Il conviendra pour cela de :
• Fédérer en réseau les associations spécialistes des dérives sectaires et d’embrigadement au niveau national pour appuyer les cellules de suivi de la prévention de la radicalisation du ministère
• Donner davantage de moyens humains et financiers aux cellules de suivi de la prévention de la radicalisation pour un maillage territorial plus important
• Créer des centres publics de déradicalisation et de désendoctrinement sur la base de ce réseau en mettant à contribution leurs intervenants, spécialistes des dérives sectaires, pour mettre en œuvre des programmes reposant sur un suivi personnalisé et une remise en question cognitive, sentimentale et personnelle.

Renforcement de la réserve opérationnelle (RO) : sur le plan des moyens à mettre en œuvre pour faire face à la menace terroriste, un effort supplémentaire doit être accompli en matière de réserve opérationnelle.
La réserve opérationnelle permet d’étoffer les effectifs militaires en cas de besoin et de consolider le lien armée-nation. La RO fait appel aux anciens militaires d’active (RO 2), mais aussi à des personnels civils volontaires (RO1).
L’effort doit notamment porter sur la possibilité d’un appel effectif à la RO1, impliquant disponibilité, formation et entraînement.

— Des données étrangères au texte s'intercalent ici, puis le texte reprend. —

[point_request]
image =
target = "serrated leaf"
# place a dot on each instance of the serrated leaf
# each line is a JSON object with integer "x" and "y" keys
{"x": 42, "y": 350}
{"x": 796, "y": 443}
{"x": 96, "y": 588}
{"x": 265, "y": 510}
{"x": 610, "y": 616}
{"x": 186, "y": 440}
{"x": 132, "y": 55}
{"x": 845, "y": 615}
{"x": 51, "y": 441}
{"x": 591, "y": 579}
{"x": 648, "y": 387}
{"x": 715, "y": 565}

En ce sens des actions devront être prévues en faveur des :
• salariés (autorisations d’absence, exclusion de pertes de salaires…) ;
• entreprises (crédit d’impôt RO, partenariat privilégié avec le secteur de la Défense – label « Défense ») ;
• demandeurs d’emplois (complément de parcours professionnel, prolongation des droits d’allocation) ;
• jeunes et des étudiants en favorisant le volontariat pour des périodes de réserve durant les vacances.

Les missions de la RO doivent être précisément définies, inscrites dans le cadre de la loi de programmation militaire et dotées de moyens budgétaires effectivement dédiés. Des actions de communication en faveur de la RO doivent être engagées. Un commandement efficace de la réserve opérationnelle doit être assuré.

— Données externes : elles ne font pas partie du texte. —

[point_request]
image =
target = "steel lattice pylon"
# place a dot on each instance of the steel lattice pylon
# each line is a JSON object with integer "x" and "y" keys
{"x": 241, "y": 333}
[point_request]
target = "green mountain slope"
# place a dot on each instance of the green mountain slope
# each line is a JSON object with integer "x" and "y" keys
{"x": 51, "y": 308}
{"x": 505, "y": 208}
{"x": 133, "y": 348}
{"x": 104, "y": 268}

La Défense Nationale : des moyens renforcés et adaptés
Le budget de la Défense Nationale ne doit pas être une variable d’ajustement de la politique budgétaire et doit être au contraire relevé au niveau nécessaire à notre protection, intérieure comme extérieure.

Pourrait être étudiée, en tant que de besoin, la réduction des moyens d’une dissuasion nucléaire excessivement coûteuse, alors que l’évolution des menaces, les déploiements nécessaires sur des théâtres d’opérations extérieurs et la lutte contre le terrorisme imposent le relèvement des crédits d’investissement et de fonctionnement affectés aux forces conventionnelles. Il appartiendra alors à l’Etat-Major des
Armées de proposer les arbitrages appropriés entre les composantes
sous-marine et aérienne de notre force de dissuasion.